Consistent
customer orientation

In this day and age, customer orientation is a matter of course. Even so, studies show that a company’s self-evaluation of its own customer orientation differs greatly from its customer’s perceptions. Many companies struggle to provide benefits relevant enough to their customers that they would play a regular or even significant role in their lives.

We approach these challenges by consistently taking the customer-centric perspective. We follow the principles of customer dominant logic and delve into depths well past the classic concepts of customer orientation.

Grafik: Reifegrade der Servicetransformation
Our consulting approach follows a consistent Customer Dominant Logic

Strategy development
based on
Customer Dominant Logic

 

According to customer dominant logic, customer orientation and a profound knowledge of the customer are critical pre-requisites for a company to succeed. This goes beyond simply achieving a high level of customer satisfaction. Customer-centric positioning combines the goal of increased customer integration with the expansion of the customer-provider relationship. This approach opens new avenues for growth and key levers with which to increase share of wallet.

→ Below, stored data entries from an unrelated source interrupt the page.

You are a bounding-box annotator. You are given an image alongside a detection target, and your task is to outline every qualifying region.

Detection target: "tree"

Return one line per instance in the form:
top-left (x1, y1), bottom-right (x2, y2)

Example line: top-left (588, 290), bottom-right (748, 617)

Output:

As opposed to the classic customer orientation concepts, which focus on developing popular services for their customers, the emphasis lies on observing how consumers use existing services to achieve their individual goals. This allows a service provider to develop a value proposition that is actually valuable from the customer perspective.

Our consistently customer-centric consultancy approach can be summed up with the following five principles:

  • Demystifying the customer decision logic: We develop a comprehensive understanding of the mental drivers of consumer behavior and think in relevant customer processes. After all: customer value doesn’t start with the product or service itself, but with its use.
  • Understanding the customer’s environment and ecosystem: We dive into the customer’s world and total ecosystem. Only once we understand how customers use products and services in their daily and business lives, can we add value. This means, for example, that we expand upon the concept of customer experience and analyze the processes before and after interactions with the provider.
  • Identifying drivers of value generation: We record both the functional and the emotional experiences of the customer because often the invisible, “soft” factors that add value.
  • Increasing customer awareness through service offers: We develop offers with which the provider can become a bigger part of the customer’s world. Only by becoming a part of the value chain, can a provider add value to it.
  • Orienting the company holistically toward the customer: We guide companies through transformations of organizational structure, processes, systems and culture to become entirely customer-centric. The goal being, that one can measure the company’s success by the intensity and duration of its customer relationships.